Lovell, who learned his first magic trick when he was four years old, amazes with impossible card tricks and other close-up magic, and his witty British charm adds a special flair to his "shindigs" at the Playhouse. He has mastered a one-handed shuffle and four-way card cut, and impresses when he asks six different audience members to secretly chose cards from his deck, building suspense as he finds each and every card after it has been mixed back in. He may even teach you ways to cheat your friends and become a "grifter" (aka con-person) yourself!
Perhaps the most intriguing part of Lovell's show is the sassy way in which he performs his tricks, encouraging audience participation and essentially posing many of his "tricks" like riddles -- you'll have that "aha" moment when he's done, but you never saw it coming. Though the "Strange and Unusual Hobbies" show typically runs 70 minutes, don't expect to be bombarded by magic the entire time, as much of the show comes down to outrageous props and perfect comedic timing.

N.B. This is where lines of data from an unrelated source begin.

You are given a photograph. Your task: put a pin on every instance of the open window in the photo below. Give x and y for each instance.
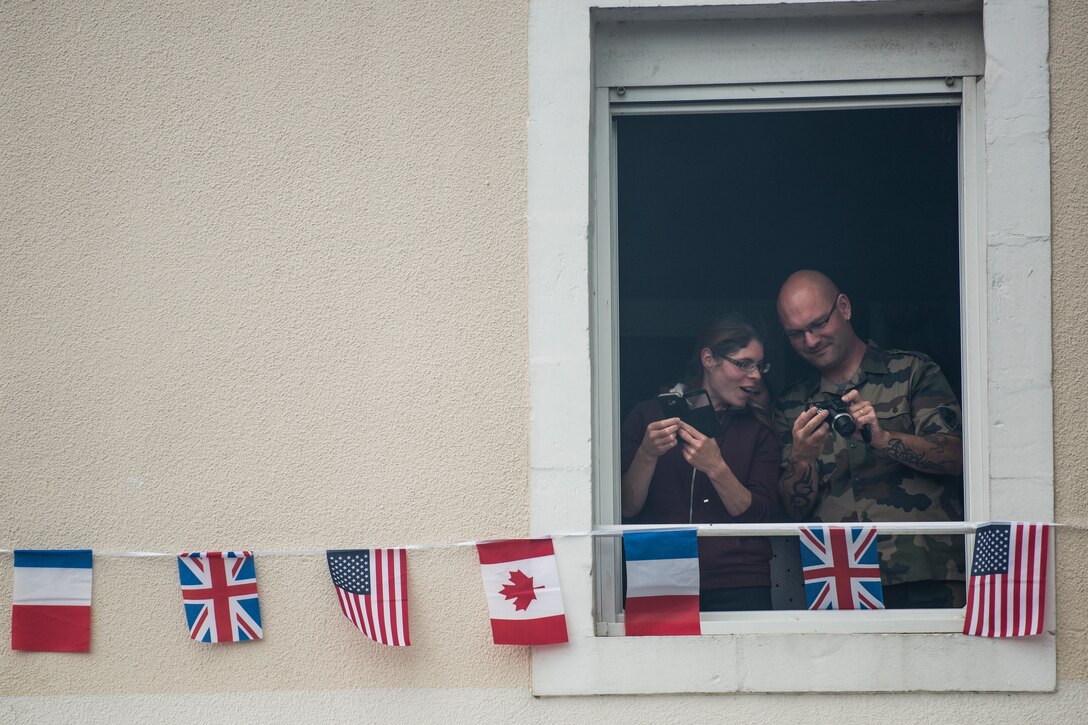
(715, 194)
(648, 64)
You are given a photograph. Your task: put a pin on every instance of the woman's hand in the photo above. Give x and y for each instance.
(660, 435)
(701, 452)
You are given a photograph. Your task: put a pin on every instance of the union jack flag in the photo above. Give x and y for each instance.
(840, 567)
(219, 590)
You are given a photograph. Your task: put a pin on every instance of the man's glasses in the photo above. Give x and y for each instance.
(750, 366)
(815, 327)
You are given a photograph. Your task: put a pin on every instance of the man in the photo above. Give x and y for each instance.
(911, 468)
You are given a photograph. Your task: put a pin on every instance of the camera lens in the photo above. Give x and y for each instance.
(843, 425)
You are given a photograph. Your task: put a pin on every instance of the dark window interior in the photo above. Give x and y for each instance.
(715, 210)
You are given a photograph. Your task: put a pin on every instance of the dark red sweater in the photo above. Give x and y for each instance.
(753, 454)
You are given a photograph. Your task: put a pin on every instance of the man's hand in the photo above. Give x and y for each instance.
(864, 414)
(660, 435)
(701, 452)
(810, 434)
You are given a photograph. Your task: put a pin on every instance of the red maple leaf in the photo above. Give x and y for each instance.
(520, 590)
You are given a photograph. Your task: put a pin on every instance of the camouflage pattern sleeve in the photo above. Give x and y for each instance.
(934, 406)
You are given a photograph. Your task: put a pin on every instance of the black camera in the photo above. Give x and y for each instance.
(839, 418)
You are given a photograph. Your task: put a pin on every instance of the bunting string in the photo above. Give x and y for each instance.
(617, 530)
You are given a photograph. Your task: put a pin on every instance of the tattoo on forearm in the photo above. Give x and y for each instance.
(897, 449)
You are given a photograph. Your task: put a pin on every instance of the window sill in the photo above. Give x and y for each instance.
(818, 623)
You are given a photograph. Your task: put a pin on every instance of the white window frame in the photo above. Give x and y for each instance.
(1005, 286)
(610, 103)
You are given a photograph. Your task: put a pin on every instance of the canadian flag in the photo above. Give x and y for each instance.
(521, 581)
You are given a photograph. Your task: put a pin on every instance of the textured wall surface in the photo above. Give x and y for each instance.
(262, 282)
(1068, 73)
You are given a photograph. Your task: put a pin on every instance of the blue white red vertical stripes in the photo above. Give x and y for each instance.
(521, 582)
(840, 567)
(662, 582)
(1006, 596)
(50, 609)
(219, 591)
(372, 589)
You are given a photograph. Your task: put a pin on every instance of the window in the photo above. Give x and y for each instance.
(733, 56)
(855, 179)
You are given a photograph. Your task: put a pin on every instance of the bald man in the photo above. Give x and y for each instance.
(911, 467)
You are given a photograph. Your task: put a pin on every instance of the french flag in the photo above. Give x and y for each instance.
(51, 601)
(662, 582)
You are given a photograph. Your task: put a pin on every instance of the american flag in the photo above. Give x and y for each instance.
(1006, 594)
(840, 567)
(372, 588)
(219, 591)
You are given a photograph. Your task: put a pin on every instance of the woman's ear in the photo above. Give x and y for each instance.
(707, 358)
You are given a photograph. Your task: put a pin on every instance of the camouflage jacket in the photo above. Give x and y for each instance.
(860, 483)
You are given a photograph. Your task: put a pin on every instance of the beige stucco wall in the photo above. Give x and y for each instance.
(262, 280)
(1068, 87)
(261, 263)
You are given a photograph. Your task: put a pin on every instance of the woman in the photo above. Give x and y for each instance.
(675, 475)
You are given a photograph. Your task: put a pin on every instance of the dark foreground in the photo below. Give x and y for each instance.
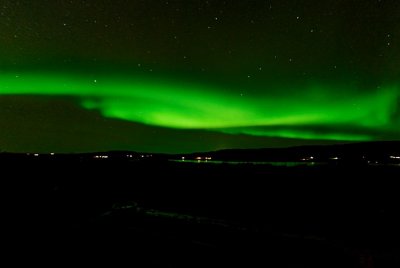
(157, 213)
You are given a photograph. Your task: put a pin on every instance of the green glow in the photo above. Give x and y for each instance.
(185, 105)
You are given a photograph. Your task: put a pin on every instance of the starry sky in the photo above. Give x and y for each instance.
(183, 76)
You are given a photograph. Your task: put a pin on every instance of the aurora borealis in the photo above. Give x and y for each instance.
(281, 71)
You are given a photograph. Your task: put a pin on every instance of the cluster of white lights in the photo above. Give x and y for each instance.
(101, 156)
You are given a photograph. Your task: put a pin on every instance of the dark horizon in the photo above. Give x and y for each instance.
(185, 76)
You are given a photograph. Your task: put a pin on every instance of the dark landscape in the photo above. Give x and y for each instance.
(151, 209)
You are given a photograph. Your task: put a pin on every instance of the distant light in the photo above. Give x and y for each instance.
(101, 156)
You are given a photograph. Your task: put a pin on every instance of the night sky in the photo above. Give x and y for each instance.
(182, 76)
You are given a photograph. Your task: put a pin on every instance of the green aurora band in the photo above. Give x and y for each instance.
(190, 105)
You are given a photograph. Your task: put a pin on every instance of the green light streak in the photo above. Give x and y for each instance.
(184, 105)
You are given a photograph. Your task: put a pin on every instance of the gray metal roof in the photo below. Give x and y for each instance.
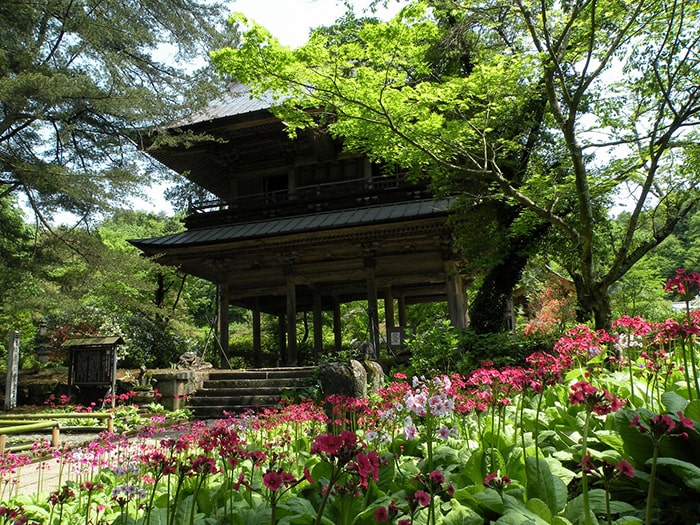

Lovell's show takes places in a sleek downstairs lounge at the Playhouse, The Huron Club, offering a full bar and seating for about 40 people. Despite playing every Saturday night at 6:00 p.m., the show consistently sells out, so purchase tickets in advance, and get there early to ensure a seat right up front, where Lovell will be most likely to force you to interact with him during the show.